You don't 'delete' pointers, you delete what they point at. So if you just want to get rid of the variable 'pointer1' the only way to do that is for the scope it was created in to be terminated.
You don't pass that pointer to delete at all. You just stop using that pointer. If you want to make sure you don't access the array through that pointer again, you can set it to null.
C and C++ do not keep track of how many pointers point to an object or an array. If you want reference counting, you need to use a reference-counted container, like shared_ptr, or in this case, shared_array (you can find both of those in Boost and there is a high likelihood that your implementation already has them in <memory> either in the std namespace or in std::tr1).
When you statically declare a pointer with int* pointer1;, you can't free it. You can only free dynamically-allocated memory that you allocated using new, malloc, etc. The only way to "get rid of" pointer1 is to let it go out of scope, such as when the function returns.
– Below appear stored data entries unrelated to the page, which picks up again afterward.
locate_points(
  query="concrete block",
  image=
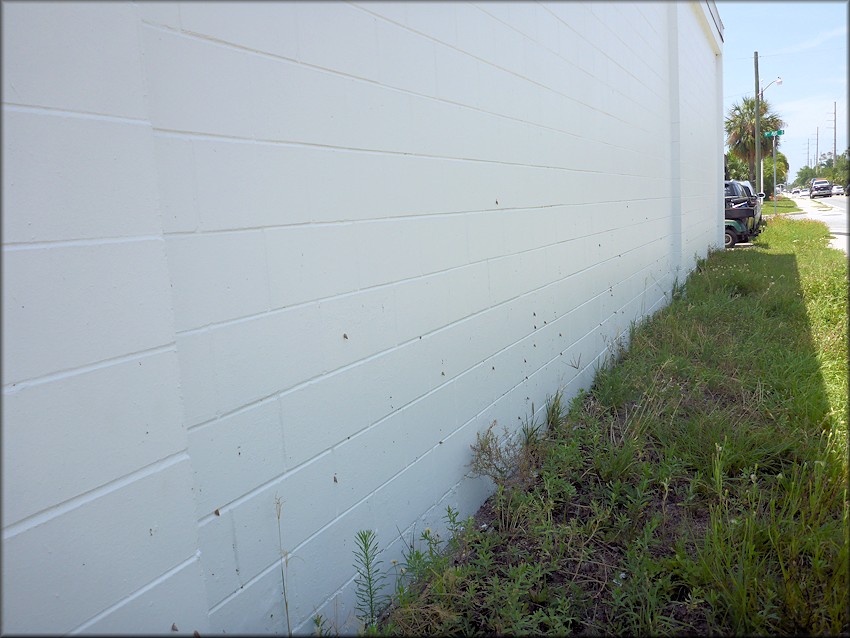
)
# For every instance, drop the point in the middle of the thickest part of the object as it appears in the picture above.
(306, 263)
(113, 300)
(405, 60)
(217, 277)
(255, 520)
(69, 436)
(217, 545)
(375, 456)
(353, 32)
(176, 601)
(256, 608)
(323, 412)
(176, 183)
(457, 76)
(180, 95)
(258, 357)
(388, 242)
(159, 13)
(266, 27)
(354, 327)
(73, 57)
(234, 454)
(101, 175)
(197, 377)
(138, 531)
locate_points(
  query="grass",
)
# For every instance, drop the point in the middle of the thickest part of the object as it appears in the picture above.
(700, 486)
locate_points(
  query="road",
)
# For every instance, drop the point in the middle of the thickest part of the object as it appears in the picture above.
(832, 211)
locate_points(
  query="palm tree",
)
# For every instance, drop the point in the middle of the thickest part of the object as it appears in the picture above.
(740, 128)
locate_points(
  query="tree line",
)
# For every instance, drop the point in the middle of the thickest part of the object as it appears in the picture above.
(740, 161)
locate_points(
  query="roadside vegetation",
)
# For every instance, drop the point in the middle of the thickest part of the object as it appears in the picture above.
(700, 486)
(784, 205)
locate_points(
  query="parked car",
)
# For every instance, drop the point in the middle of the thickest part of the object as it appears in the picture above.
(742, 216)
(820, 188)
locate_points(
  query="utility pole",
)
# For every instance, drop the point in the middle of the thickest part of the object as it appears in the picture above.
(758, 127)
(834, 132)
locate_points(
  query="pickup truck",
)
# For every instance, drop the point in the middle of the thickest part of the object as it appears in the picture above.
(820, 188)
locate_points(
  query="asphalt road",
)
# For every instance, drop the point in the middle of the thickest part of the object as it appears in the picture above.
(832, 211)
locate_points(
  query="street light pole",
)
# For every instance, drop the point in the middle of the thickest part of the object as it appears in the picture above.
(777, 81)
(757, 140)
(774, 176)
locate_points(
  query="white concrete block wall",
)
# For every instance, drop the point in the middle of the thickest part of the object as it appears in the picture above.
(305, 251)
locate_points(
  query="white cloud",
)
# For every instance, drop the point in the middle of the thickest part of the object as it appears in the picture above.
(814, 42)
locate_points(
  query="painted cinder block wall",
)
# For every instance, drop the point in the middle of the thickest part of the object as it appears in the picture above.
(304, 252)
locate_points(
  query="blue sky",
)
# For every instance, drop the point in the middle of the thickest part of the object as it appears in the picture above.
(804, 43)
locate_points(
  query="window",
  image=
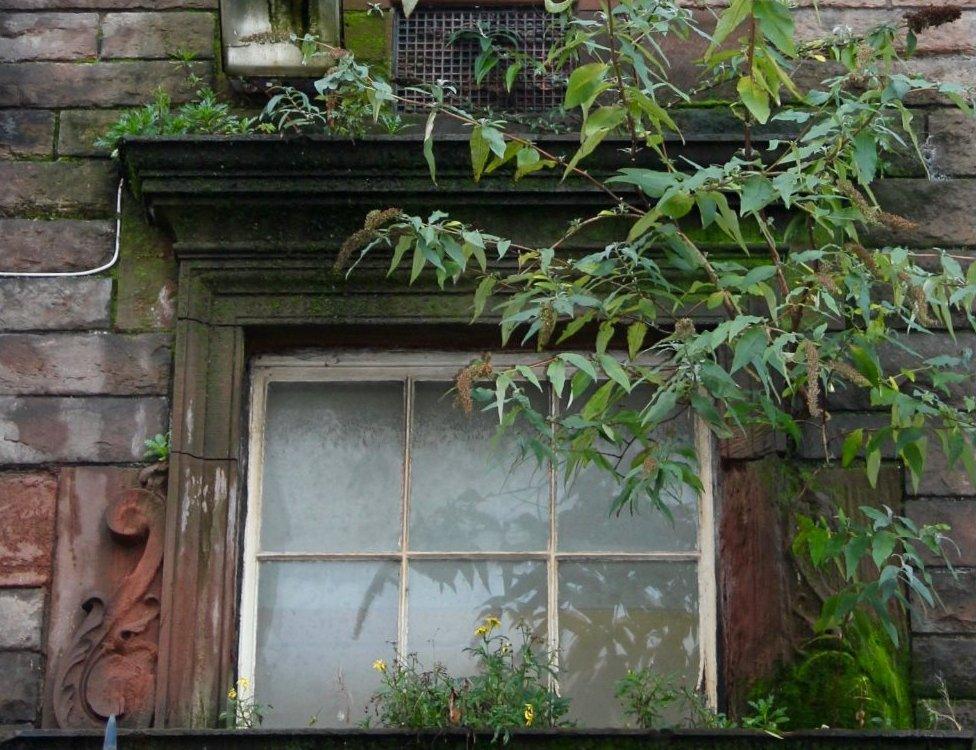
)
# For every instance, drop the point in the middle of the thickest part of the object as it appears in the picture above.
(380, 516)
(257, 34)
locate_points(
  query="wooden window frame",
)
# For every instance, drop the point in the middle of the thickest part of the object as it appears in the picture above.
(430, 365)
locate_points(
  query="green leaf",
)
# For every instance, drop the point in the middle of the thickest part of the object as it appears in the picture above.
(580, 363)
(873, 467)
(755, 97)
(852, 446)
(614, 371)
(403, 244)
(728, 22)
(635, 338)
(866, 156)
(776, 24)
(429, 145)
(757, 193)
(556, 372)
(554, 7)
(482, 294)
(585, 83)
(749, 346)
(480, 151)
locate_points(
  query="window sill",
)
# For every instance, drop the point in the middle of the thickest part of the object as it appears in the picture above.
(593, 739)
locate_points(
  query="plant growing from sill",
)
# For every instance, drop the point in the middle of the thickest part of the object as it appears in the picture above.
(241, 712)
(511, 688)
(801, 307)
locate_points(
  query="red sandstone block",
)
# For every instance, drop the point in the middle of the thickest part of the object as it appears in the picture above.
(48, 36)
(27, 512)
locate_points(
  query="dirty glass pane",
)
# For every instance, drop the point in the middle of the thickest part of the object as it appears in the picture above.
(583, 511)
(449, 599)
(320, 626)
(333, 467)
(615, 616)
(466, 494)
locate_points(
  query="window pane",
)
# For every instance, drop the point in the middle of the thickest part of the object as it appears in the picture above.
(615, 616)
(320, 626)
(333, 467)
(448, 599)
(465, 492)
(585, 523)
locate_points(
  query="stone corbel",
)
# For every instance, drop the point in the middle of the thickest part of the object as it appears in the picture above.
(110, 664)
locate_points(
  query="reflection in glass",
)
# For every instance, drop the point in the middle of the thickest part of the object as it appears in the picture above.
(615, 616)
(448, 599)
(333, 467)
(465, 492)
(583, 510)
(320, 626)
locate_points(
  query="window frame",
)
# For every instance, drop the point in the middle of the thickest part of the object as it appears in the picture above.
(407, 366)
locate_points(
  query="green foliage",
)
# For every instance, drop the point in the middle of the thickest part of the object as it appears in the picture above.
(205, 115)
(241, 712)
(891, 544)
(158, 447)
(804, 310)
(512, 687)
(855, 678)
(656, 701)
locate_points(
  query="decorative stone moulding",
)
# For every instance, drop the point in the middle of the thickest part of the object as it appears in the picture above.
(109, 666)
(256, 223)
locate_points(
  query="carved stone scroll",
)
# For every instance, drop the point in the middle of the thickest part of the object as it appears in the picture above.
(109, 665)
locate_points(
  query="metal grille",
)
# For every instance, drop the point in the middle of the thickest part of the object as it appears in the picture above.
(423, 55)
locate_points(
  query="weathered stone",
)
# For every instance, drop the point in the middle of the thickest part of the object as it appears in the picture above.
(80, 128)
(961, 517)
(69, 364)
(146, 295)
(27, 510)
(48, 36)
(86, 187)
(157, 35)
(937, 714)
(55, 304)
(107, 4)
(939, 479)
(948, 658)
(26, 132)
(37, 430)
(754, 577)
(61, 245)
(105, 84)
(957, 612)
(941, 210)
(952, 143)
(20, 689)
(21, 618)
(819, 22)
(91, 561)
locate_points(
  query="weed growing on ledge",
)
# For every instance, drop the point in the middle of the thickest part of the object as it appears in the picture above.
(511, 687)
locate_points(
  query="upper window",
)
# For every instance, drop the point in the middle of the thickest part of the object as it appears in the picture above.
(258, 34)
(380, 517)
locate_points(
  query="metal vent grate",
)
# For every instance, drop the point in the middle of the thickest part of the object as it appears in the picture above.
(422, 54)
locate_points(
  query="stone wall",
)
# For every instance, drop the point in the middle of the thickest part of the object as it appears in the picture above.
(85, 362)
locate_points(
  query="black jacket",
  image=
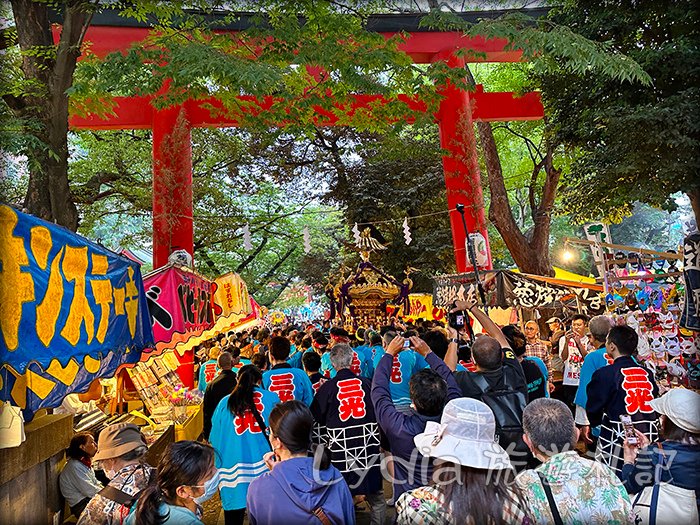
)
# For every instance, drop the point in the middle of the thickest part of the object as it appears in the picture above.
(221, 386)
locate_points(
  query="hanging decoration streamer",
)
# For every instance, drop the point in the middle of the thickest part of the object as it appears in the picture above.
(307, 240)
(247, 242)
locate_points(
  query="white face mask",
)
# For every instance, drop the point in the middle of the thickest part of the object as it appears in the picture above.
(110, 473)
(210, 488)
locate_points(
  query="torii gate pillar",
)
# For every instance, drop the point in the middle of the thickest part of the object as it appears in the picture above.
(172, 184)
(461, 165)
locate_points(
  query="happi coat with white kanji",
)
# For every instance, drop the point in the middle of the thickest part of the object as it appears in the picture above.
(624, 387)
(346, 424)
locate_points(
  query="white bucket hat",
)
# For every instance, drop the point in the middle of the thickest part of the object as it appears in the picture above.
(682, 406)
(465, 435)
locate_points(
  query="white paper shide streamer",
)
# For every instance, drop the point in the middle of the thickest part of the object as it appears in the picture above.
(307, 240)
(247, 241)
(356, 234)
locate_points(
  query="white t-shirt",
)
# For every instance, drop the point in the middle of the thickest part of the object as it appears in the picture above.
(572, 365)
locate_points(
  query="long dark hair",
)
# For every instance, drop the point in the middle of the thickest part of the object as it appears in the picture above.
(293, 423)
(182, 463)
(74, 451)
(477, 495)
(241, 399)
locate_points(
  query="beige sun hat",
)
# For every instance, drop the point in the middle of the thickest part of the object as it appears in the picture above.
(682, 406)
(465, 435)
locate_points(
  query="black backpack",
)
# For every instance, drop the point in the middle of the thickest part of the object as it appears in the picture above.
(507, 405)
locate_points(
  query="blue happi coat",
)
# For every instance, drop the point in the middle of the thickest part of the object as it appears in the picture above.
(361, 364)
(240, 445)
(405, 364)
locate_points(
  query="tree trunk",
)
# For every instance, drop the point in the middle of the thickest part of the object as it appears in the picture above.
(46, 104)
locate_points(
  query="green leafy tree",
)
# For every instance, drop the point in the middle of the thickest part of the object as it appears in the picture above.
(34, 84)
(635, 141)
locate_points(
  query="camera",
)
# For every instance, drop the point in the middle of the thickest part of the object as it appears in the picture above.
(457, 320)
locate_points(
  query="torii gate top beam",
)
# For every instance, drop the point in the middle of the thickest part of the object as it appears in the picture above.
(111, 32)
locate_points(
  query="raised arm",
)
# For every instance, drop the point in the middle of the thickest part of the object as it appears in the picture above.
(387, 416)
(469, 305)
(451, 357)
(439, 366)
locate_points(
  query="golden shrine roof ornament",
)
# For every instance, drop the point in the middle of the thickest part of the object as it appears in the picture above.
(362, 297)
(368, 244)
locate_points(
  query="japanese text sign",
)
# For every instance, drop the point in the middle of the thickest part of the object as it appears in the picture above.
(70, 311)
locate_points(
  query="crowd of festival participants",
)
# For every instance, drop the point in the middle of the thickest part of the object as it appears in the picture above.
(304, 424)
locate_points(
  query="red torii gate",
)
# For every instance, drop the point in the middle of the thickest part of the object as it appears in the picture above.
(172, 210)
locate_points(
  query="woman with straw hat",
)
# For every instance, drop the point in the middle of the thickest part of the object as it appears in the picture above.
(472, 472)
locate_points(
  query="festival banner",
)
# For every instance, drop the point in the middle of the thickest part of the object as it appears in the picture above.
(231, 296)
(180, 302)
(509, 289)
(71, 311)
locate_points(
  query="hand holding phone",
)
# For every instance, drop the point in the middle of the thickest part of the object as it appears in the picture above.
(270, 460)
(456, 320)
(630, 434)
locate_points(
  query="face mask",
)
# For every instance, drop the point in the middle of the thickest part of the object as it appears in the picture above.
(210, 488)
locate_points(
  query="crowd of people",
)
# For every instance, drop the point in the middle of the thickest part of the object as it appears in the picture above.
(304, 424)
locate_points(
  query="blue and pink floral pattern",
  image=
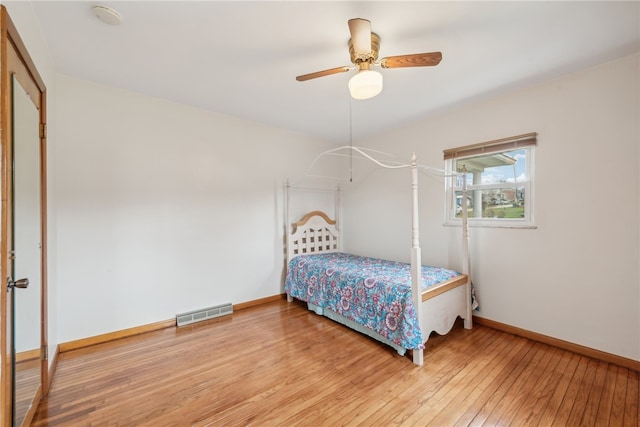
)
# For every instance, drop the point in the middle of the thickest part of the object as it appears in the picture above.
(372, 292)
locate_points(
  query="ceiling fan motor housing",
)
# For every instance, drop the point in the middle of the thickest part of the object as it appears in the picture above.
(369, 57)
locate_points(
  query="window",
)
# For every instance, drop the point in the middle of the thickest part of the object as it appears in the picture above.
(499, 178)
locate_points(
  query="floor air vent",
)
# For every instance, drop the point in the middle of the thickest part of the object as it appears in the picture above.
(203, 314)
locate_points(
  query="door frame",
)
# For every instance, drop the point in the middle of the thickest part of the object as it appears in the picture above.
(15, 60)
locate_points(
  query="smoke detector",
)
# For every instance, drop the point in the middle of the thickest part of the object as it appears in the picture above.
(107, 15)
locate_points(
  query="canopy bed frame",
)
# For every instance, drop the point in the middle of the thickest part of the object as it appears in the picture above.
(428, 308)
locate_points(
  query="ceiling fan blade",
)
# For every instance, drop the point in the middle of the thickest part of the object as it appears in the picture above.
(414, 60)
(323, 73)
(360, 30)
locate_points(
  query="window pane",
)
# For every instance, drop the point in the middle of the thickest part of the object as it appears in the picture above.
(501, 203)
(495, 168)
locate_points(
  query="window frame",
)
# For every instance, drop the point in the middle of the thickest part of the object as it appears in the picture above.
(525, 142)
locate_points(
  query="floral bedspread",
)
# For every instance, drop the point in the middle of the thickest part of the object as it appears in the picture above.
(374, 293)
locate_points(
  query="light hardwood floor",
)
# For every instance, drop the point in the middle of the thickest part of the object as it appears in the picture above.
(279, 364)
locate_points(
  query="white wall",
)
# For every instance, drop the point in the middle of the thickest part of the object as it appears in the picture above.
(164, 208)
(575, 277)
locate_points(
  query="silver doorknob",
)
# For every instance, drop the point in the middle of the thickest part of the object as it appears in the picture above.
(20, 283)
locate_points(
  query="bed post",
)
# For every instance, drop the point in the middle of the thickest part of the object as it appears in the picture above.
(287, 229)
(416, 257)
(466, 263)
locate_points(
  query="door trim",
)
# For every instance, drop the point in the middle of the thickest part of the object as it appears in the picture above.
(15, 59)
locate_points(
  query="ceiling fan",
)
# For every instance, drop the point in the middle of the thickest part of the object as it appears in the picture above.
(363, 48)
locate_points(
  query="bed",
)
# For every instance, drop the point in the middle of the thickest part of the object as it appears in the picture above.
(398, 304)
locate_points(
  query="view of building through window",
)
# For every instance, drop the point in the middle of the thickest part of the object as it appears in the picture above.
(495, 183)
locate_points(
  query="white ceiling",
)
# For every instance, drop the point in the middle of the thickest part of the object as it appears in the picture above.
(241, 58)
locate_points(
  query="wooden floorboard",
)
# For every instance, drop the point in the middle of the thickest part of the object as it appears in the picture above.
(280, 364)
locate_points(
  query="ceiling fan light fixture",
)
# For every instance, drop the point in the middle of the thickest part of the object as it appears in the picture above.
(366, 84)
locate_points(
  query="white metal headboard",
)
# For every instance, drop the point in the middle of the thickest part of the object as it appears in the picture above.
(314, 233)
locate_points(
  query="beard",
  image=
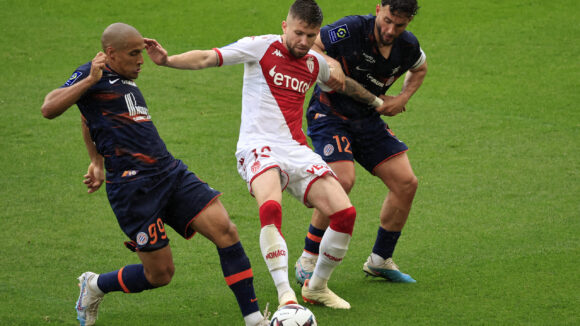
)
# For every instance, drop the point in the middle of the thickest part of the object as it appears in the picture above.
(295, 52)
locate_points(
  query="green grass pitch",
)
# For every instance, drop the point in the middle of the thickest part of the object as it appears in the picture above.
(493, 237)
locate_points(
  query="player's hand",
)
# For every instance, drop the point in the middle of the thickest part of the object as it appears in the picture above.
(155, 51)
(392, 105)
(94, 177)
(97, 65)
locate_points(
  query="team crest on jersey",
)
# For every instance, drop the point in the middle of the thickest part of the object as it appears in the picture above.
(73, 78)
(338, 34)
(142, 238)
(255, 167)
(310, 64)
(328, 150)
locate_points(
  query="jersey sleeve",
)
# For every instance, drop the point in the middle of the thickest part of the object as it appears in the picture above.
(323, 72)
(247, 49)
(339, 34)
(416, 55)
(79, 74)
(420, 61)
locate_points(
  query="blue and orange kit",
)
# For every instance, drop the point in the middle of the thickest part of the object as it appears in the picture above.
(351, 41)
(121, 127)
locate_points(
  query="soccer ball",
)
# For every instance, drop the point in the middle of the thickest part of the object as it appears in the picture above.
(293, 315)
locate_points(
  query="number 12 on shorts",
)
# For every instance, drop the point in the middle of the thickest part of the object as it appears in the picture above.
(342, 144)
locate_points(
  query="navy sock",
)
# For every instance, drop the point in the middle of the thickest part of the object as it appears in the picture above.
(129, 279)
(312, 240)
(239, 277)
(385, 243)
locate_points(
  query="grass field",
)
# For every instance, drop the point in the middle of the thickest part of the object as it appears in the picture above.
(493, 237)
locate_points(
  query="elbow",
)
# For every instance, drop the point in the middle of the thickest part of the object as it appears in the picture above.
(47, 112)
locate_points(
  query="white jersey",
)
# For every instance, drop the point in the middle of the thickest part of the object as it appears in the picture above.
(275, 86)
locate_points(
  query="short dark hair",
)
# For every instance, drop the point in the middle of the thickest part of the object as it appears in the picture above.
(307, 11)
(408, 7)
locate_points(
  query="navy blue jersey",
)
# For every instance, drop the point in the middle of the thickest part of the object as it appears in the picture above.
(120, 126)
(351, 41)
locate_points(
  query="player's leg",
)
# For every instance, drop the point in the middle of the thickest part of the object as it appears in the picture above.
(156, 270)
(398, 176)
(214, 223)
(267, 190)
(304, 267)
(327, 195)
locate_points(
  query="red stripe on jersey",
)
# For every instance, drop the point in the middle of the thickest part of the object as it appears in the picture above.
(313, 237)
(220, 57)
(289, 78)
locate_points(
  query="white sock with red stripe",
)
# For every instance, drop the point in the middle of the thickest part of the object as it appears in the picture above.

If you are done using pointer1 and want to prevent it from accidentally being used to alter the array, use pointer1 = NULL;.
Normally to make a pointer "safe" just set it to NULL which makes it point to nothing at all. Or you can just let it go out of scope.
For example, if you have two pointers.
int *a = new int;
int *b = a;
// somewhere
b = NULL;
delete b; // does nothing now
delete a; // deletes a
Or you can let it fall out of scope.
int *a = new int;
{
int *b = a;
// blah blah blah
}
// don't have to worry about b
delete a;
It's a stack variable (the way you've written it) and therefore bound to the scope you declared it in. Once you hit the closing curly brace of that particular scope, it will get cleaned up without you having to do anything about it.
If you want to make absolutely sure nothing else can use pointer1 any longer, you could set pointer1=NULL once you're done with it.
int** pointer1 = new int *;
* pointer1 = new int [1000];
int* pointer2;
pointer2 = * pointer1;
delete pointer1;
Just ignore the pointer, and it will go away when you're done with your function or block. Just remember that once you no longer have a pointer to something, it won't be able to be accessed. Of course, it will still be there using up memory, but you won't be able to get to it. So, before you consider letting go of the pointer, make sure you either have another pointer to it somewhere, or you get rid of it.